Evidence is beginning to mount to support the contention that the rate that students are progressing upward through the Piagetian-type stages is declining. A recent study in England found 11 to 12 year old students lagging two to three years below the cognitive development levels of students 15 or so years earlier. See http://www.guardian.co.uk/education/2006/jan/24/schools.uk.

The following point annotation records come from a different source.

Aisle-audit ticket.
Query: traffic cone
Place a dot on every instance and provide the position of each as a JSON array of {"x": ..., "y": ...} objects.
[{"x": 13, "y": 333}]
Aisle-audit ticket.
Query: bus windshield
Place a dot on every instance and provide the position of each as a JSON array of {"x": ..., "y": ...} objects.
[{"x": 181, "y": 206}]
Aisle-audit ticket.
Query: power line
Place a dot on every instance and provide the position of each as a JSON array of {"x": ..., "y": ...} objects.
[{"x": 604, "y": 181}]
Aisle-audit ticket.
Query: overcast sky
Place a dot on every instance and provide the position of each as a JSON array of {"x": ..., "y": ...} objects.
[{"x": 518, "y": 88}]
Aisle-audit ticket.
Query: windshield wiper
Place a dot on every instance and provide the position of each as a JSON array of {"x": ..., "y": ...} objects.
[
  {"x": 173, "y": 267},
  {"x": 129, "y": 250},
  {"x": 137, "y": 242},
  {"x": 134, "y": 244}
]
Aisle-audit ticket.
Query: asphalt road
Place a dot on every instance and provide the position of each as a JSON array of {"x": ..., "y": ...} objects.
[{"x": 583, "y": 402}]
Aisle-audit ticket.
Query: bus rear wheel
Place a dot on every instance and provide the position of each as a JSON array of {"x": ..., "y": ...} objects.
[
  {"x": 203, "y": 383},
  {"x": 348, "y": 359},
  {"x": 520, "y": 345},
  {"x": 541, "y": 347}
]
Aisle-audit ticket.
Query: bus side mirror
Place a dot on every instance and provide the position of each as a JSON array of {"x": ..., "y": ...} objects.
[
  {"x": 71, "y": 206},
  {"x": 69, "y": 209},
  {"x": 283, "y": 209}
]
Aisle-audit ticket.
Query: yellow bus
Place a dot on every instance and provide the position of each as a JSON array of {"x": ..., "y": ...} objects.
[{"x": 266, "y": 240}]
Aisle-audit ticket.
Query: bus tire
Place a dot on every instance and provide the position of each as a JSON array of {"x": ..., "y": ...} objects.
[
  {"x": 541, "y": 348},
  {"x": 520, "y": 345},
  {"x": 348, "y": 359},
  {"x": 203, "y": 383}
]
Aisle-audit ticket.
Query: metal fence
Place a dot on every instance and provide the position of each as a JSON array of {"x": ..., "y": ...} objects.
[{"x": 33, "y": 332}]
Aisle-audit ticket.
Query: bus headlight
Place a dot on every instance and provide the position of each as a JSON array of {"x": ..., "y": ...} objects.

See also http://newsroom.ucla.edu/portal/ucla/is-technology-producing-a-decline-79127.aspx, a study pointing to a decline in critical thinking and analysis, and http://news.bbc.co.uk/2/hi/uk_news/education/7692843.stm, a study of a decline in higher-order problem solving skills in British 14 year olds. The authors of these studies suggest that the declines may come from children’s extensive use of computer games and other computer-based entertainment systems.

Math Maturity

The following list contains some components of math maturity. An increasing level of math maturity is demonstrated by:
  1.  An increasing capacity to move beyond rote memorization in recognizing, posing, representing, and solving math problems. This includes transfer of learning of one’s math knowledge and skills to problems in many different disciplines.
  2. An increasing capacity in the logical, critical, creative reasoning, and thinking involved in understanding and solving problems and doing proofs.
  3. An increasing capability to communicate effectively in the language and ideas of mathematics.
  4. An increasing capacity to learn mathematics—to build upon one’s current mathematical knowledge and to take increasing personal responsibility for this learning.
  5. Improvements in other factors affecting math maturity such as attitude, interest, intrinsic motivation, focused attention, perseverance and delayed gratification, having math-oriented habits of mind, and acceptance of and fitting into the “culture” of the discipline of mathematics.
Thus, math maturity grows as one’s intelligence and cognitive development grow, and as one learns math in an understanding, problem-solving, critical thinking manner.

Final Remarks

IQ researchers have found that average IQ (as measured by a wide variety of tests) in increasing. This is called the Flynn effect. See http://en.wikipedia.org/wiki/Flynn_effect. However, the studies cited in the previous section suggest that CD is declining. This presents a major challenge in the teaching of higher-order thinking and problem solving in all disciplines. In math education, for example, this may help to explain why many students seem to lack the math maturity to learn for understanding in the math courses they take starting in middle school.